I have a 06 VR$CR "Street Rod". I originally bought the bike after admiring VRODs for a few years. I have a lot of buddys who really gave me crap for wanting a 'rod, which is typical behaviour for the average HD knucklehead type that I hang out with (god I hope none of them read this and kick my ass). I bought the Street Rod without a lot of research. If I were to do it over again I would not buy the same bike. Nothing wrong with the Street Rod, in fact it is probably the best bike I have ever owned, I just don't like the limitations that come with it vis-a-vis aftermarket parts.

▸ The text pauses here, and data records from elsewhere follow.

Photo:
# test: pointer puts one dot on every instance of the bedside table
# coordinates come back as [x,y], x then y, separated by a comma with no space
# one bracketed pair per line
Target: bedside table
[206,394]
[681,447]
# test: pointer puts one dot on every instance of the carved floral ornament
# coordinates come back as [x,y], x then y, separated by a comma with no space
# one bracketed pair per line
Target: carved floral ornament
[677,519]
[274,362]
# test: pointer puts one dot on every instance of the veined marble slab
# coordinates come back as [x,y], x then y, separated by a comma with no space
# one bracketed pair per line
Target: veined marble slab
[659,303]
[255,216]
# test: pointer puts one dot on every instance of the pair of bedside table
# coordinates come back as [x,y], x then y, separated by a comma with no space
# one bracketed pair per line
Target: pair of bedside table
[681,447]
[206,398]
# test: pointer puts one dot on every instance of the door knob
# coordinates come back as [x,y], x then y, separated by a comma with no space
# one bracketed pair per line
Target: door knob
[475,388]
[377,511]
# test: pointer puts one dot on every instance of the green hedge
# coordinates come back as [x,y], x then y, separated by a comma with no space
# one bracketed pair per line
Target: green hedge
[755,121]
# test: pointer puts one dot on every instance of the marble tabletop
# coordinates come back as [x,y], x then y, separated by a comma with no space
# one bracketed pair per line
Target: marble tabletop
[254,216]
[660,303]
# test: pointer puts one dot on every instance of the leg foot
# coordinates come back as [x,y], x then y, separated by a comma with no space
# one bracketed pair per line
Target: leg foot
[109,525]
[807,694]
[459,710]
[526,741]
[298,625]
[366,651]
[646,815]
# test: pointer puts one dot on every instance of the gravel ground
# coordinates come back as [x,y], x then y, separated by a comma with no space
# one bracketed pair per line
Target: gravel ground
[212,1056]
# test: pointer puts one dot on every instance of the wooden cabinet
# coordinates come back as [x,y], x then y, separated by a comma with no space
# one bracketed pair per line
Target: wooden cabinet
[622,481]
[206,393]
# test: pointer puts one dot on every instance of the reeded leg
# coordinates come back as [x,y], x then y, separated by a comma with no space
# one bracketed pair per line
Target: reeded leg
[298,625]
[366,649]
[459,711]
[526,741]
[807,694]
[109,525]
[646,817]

As I said, I bought the bike for 3 reasons. First of all, even though I am a GIANT Sportster fan, I got real tired of the small gas tank. So my first purchase reason was the 5 gallon tank on the R. Second, I wanted a black frame and that was available on the R. And finally I liked the looks and performance promise of the upside-down forks. So I bought one from a wholesaler friend of mine and had it shipped. In between the time I bought it and got it I logged back onto the Vrod Forums site and did some reading. What I found disturbed me as it seemed that the R was not a very popular model and most of the guys who liked them did not seem to be "Harley Guys". Worse yet the aftermarket parts all seemed to carry the same note..."Fits all models except VRSCR".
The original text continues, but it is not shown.